My Novels

Monday, January 13, 2003

I've spent another busy day. Had some early shopping and errands, then back home to go on the bike ride, and clean the house. I'm sort of a neat-freak; I keep a very tidy, clean house. Perhaps this makes up for my hatred of cooking? I hope so! At any rate, I got all that done and it's now nearly 3:00. I wonder how I could ever find time to write fiction; it seems lately I'm lucky to make entries in this journal!

I read a fascinating article early this morning online. I usually eat my bran cereal breakfast while checking my email and the latest news, etc. online. Anyhow, I like to stay updated on what is going on in the field of science and electronics/technology. So many people forget that these two fields have vastly improved our daily lives, all due to human intelligence and dedication. Yet when they need medical help and/or the latest help that science/technology supplies, they sometimes attribute it to 'God.' Oh please!

So here's the link and an excerpt to this interesting article. Check it out yourself, if you have time:

Death is an Outrage by Robert A. Freitas Jr.

What is Nanomedicine

The greatest advances in halting biological aging and preventing natural death are likely to come from the fields of biotechnology and nanotechnology.
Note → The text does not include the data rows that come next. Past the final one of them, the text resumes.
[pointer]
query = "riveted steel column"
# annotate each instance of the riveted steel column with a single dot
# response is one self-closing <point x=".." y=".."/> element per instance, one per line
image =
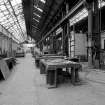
<point x="90" y="28"/>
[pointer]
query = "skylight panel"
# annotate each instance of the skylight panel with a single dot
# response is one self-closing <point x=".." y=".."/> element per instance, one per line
<point x="43" y="1"/>
<point x="36" y="20"/>
<point x="9" y="13"/>
<point x="38" y="8"/>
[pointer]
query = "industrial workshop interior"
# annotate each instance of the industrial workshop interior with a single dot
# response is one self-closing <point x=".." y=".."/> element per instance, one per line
<point x="52" y="52"/>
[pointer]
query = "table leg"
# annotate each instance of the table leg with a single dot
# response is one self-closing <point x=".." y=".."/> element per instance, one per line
<point x="51" y="78"/>
<point x="76" y="75"/>
<point x="55" y="78"/>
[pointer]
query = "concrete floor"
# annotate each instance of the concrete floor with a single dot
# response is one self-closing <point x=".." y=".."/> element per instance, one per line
<point x="26" y="86"/>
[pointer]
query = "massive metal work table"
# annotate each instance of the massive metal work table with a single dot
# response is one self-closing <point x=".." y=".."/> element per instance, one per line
<point x="53" y="65"/>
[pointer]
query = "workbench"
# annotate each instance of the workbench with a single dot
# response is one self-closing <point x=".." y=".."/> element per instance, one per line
<point x="52" y="66"/>
<point x="10" y="62"/>
<point x="46" y="56"/>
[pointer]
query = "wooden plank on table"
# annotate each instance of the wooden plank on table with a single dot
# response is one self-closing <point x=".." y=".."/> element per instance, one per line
<point x="4" y="69"/>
That is, nanomedicine. Nanomedicine is most simply and generally defined as the preservation and improvement of human health, using molecular tools and molecular knowledge of the human body.

In the near term, say, the next 5 years, the molecular tools of nanomedicine will include biologically active materials with well-defined nanoscale structures, such as dendrimer-based organic devices and pharmaceuticals based on fullerenes and organic nanotubes. We should also see genetic therapies and tissue engineering becoming more common in medical practice.

In the mid-term, the next 5 or 10 years or so, knowledge gained from genomics and proteomics will make possible new treatments tailored to specific individuals, new drugs targeting pathogens whose genomes have now been decoded, stem cell treatments to repair damaged tissue, replace missing function, or slow aging, and biological robots made from bacteria and other motile cells that have had their genomes re-engineered and re-programmed. We could also see artificial organic devices that incorporate biological motors or self-assembled DNA-based structures for a variety of useful medical purposes.

And that's it for today. Oh, I'm looking forward to watching "Hunger Point" on Lifetime TV tonight at 8:00 central time zone. I read the book years ago (actually found it at Dollar General for a buck) and liked the insight into anorexia.